The True Cost of Mergers and Acquisitions


“Statistics say that 70% of the time you acquire an asset, you’ve overpaid for it,” says John Williams, the CEO of Domtar Corporation. “After an acquisition, the asset’s performance starts declining. The people tell you, ‘We’re underinvested.’ So, off you go, trying to put another billion dollars or two in the hopes it will solve the performance problem you’ve just purchased for a billion dollars. This happens every single day in the industry.”

We agree wholeheartedly with this observation.  In our twenty-five years of being in trenches side-by-side with our clients’ teams, we find that the vast majority of the time teams underestimate the total capex costs required when they make a new acquisition.

Worse still, some companies don’t even attempt to account for future capex needs. They go solely on the site’s EBITDA multiples—another one of those irrelevant measures. Too many times, we have seen firsthand the dire results from this line of thinking. EBITDA multiples don’t take into account capex needs at all. This is like buying a car for its market price and completely ignoring the fact it needs a new engine. If that weren’t cause for concern enough, EBITDA multiples tend to overvalue older assets and undervalue newer ones; since it’s usually older mills for sale, you can imagine the result.

Most of all, leadership views a potential M&A through an analytical lens, asking the black-or-white question: “Is this a good buy?” In our work with clients, we have proven that it is impossible to gauge whether a strategic decision is good or bad in isolation. It’s only through a systems-thinking lens that an individual site’s true contribution to the portfolio be discovered.

The question is, “How good can our company’s accumulated discounted cash flow possibly be without the acquisition vs. how good can our company’s accumulated discounted cash flow possibly be with the acquisition?” The answer to that question will not be the discounted cash flow from the acquisition target. The exception would be whether the acquisition target is a completely separate business from what you have today—but why would you buy such a business?

The average success of acquisitions can be debated, and different companies have very different track records of succeeding in their acquisition strategies. There is abundant literature on rationale for acquisitions and the potential risks from an intention point of view. There are, however, a few common pitfalls that are rarely debated or understood at all.

Underestimating future capex needs comes from underestimating the replacement costs of new assets by focusing too much on the last few years of capex levels, depreciation, and book value. The last few years’ capex levels rarely give any real indication of the true capex needs going forward to keep assets running. The sellers often “dress the bride” or “put lipstick on the pig” by underinvesting. Also, depreciation levels give no information regarding future investment needs. In fact, the correlation may even be negative. Low depreciation levels often indicate aging assets and large near- term reinvestment and/or consolidation needs. Then there are buyers who sometimes believe that the capital expenditures required do not matter since the capexes that will be made will have a positive NPV. Since the capex will “carry itself,” they don’t believe they need to include those in acquisition analysis at all. This is a terribly costly misunderstanding.

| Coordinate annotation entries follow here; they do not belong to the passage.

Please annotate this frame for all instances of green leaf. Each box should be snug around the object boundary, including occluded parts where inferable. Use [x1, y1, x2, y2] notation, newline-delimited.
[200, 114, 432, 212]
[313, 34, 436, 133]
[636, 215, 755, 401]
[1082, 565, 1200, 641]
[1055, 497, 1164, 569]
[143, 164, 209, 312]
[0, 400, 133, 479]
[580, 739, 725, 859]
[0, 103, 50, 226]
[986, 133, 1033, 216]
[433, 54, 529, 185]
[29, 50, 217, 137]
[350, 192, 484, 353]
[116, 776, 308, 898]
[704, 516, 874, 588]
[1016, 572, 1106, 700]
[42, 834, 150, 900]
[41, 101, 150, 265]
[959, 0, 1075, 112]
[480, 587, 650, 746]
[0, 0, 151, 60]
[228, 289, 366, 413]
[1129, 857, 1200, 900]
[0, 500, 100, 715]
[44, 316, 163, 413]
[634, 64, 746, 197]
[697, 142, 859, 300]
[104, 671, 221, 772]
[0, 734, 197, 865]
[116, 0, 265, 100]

Since the EBITDA in no way reflects future capex needs and the remaining life of the site’s assets, it provides no linear information regarding enterprise value. Using standard industry multiples, even allowing for the accepted spread between attractive and unattractive targets, tends to undervalue new assets and perhaps more dangerously significantly overvalue aging ones—and again, the aging ones are typically the ones for sale.

All capital-intensive industries should assume a continuously deteriorating terms of trade, i.e., the cost of the input goods will have higher cost escalations compared to the finished goods sold; that deterioration must continually be combatted by process, quality, and feature improvements. This means that a significant part of the capex amounts assumed to improve the business actually is used only to defend its current ability to generate cash flow.

Generally, acquisitions accelerate the optimal rate of consolidation of production capacity. In the extreme, a company with only one machine does not need to be able to take the amount of hard decisions regarding closures and technology change compared to a company that runs ten sites with interchangeability. So, at least from a capex strategy point of view, larger companies need to be nimbler and faster compared to their smaller competitors when optimizing the value of capex allocation.